Stats & Case Summaries – Fourth Department Decisions Released on November 21, 2014
Criminal Case Summaries:
- People v Dukes (KA 12-01621) – 4AD modifies D’s conviction by reversing those parts convicting him of criminal sexual act in the first degree and rape in the first degree. Those two counts were rendered duplicitous by the evidence at trial. Each count charged D with a single instance of the prohibited conduct during the summer of 2010. At trial, however, the victim testified that D regularly subjected her to such conduct, and did not provide specific testimony about any single instance. Under the circumstances, it was impossible to determine whether D was convicted for engaging in the conduct for which he was indicted, or whether the jury reached a unanimous verdict. 4AD explains that the remedy in this case is to dismiss the two counts, with leave to the People to re-present them to another grand jury. Dismissal with prejudice is not warranted because it is not possible to determine whether D’s double jeopardy rights would be violated by a second prosecution.
- People v Hymes (KA 10-01590) – 4AD reverses D’s conviction for second-degree burglary because he was denied his right to testify before the grand jury. D and his first attorney were informed at the arraignment on the felony complaint that D could testify before the grand jury the next morning, which was in less than 24 hours. The first attorney was relieved the same day due to a conflict of interest. After the grand jury indicted D the next day, a new attorney was assigned to represent him. That attorney objected to the short notice given to D. The prosecutor offered to allow D to testify before the same grand jury, but refused D’s request to testify before a different grand jury. 4AD finds that D was not given “reasonable time” to consult his attorney and to exercise his right to testify before the grand jury.
- People v Parson (KA 13-00656) – In a 4 to 1 decision, 4AD rejects, among other things, D’s argument that he was deprived of effective assistance of counsel at his suppression hearing. D was stopped by a police officer, who testified that he observed that the windshield of D’s car had a crack in it, and that there was an object hanging from the rearview mirror. The officer searched the car after he smelled burnt marijuana, and found a gun. The lower court denied the motion to suppress. The majority and dissent agree that D’s contention regarding counsel’s failure to cross-examine the officer regarding an inventory-search form could not be reviewed on appeal because the form was not included in the record on appeal. The dissent nevertheless notes that the form shows there was no damage to the windshield. The majority concludes that defense counsel was effective during the suppression hearing. The dissent, however, argues that counsel failed to cross-examine the officer regarding lighting conditions, D’s proximity to streetlights, and weather conditions. Counsel’s failure to do so “was tantamount to a failure to supply County Court with a rationale to grant suppression”.
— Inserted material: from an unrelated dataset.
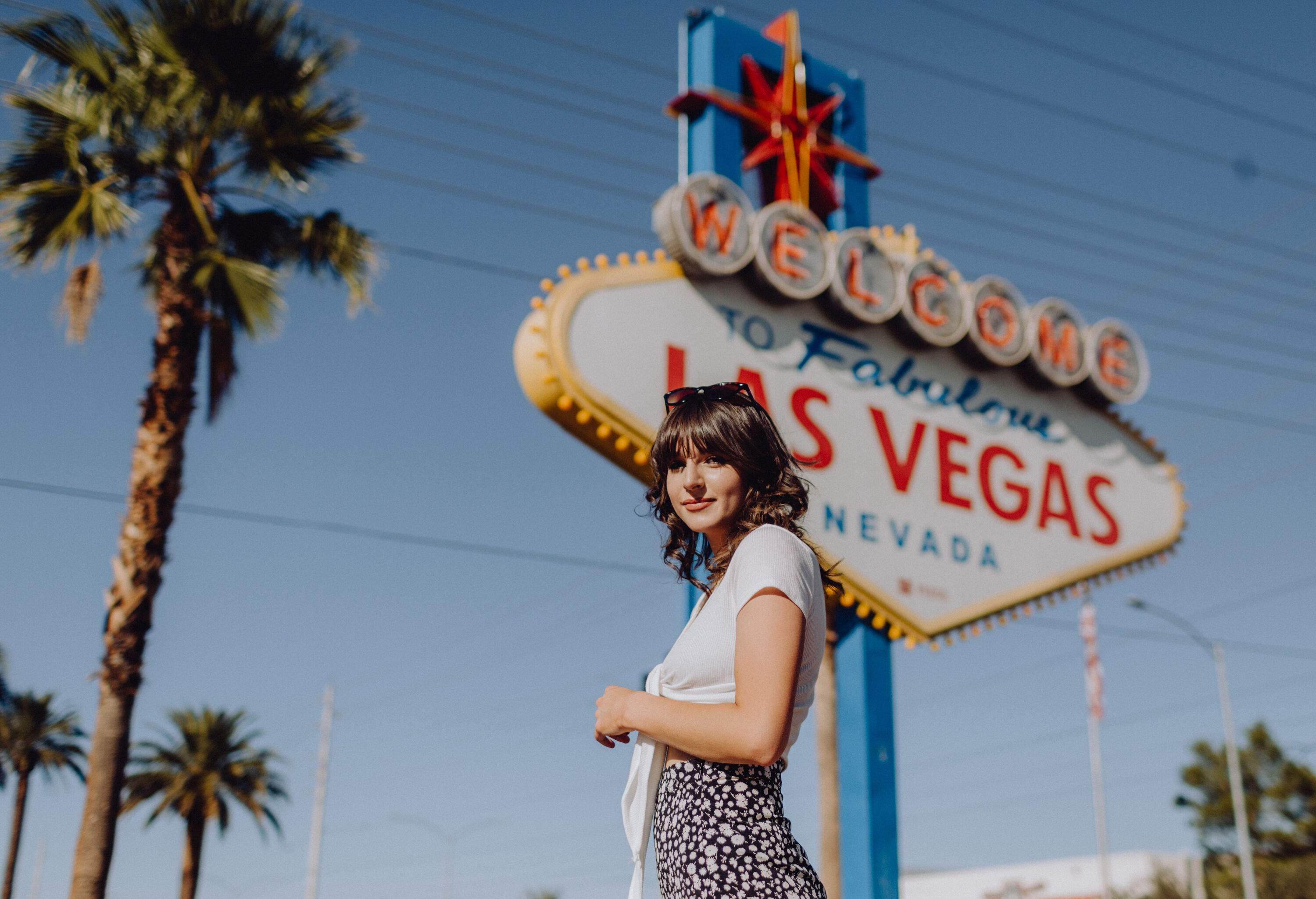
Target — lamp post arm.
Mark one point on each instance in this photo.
(1236, 794)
Family Law Case Summaries:
- Matter of Baxter v Borden (CAF 13-01381) – In this custody/visitation matter, 4AD finds that the Family Court properly granted the father’s relocation petition. The father relocated with the children before seeking permission to do so, which 4AD notes is not to be encouraged. Still, the unilateral removal of children from the jurisdiction is just one factor among many, and “an award of custody must be based on the best interests of the children and not a desire to punish a recalcitrant parent”. 4AD concludes that based on all the relevant factors, the father established by a preponderance of the evidence that relocation was in the children’s best interests.
- Matter of Joseph E.K. (CAF 13-13-01888) – In this termination of parental rights matter, the mother appealed from two separate orders, which terminated her parental rights on the grounds of mental illness and permanent neglect. 4AD first finds that the Family Court correctly found that DSS established by clear and convincing evidence that the mother suffered from a mental illness and was unable to provide adequate care for the child. The mother suffered from schizophrenia, which caused her to have delusions and grossly erroneous beliefs. 4AD then explains that the lower court erred in also finding that the mother permanently neglected her children. “The mother ‘could not be found to be mentally ill to a degree warranting termination of [her] parental rights and at the same time be found to have failed to plan for the future of the child although physically and financially able to do so’”.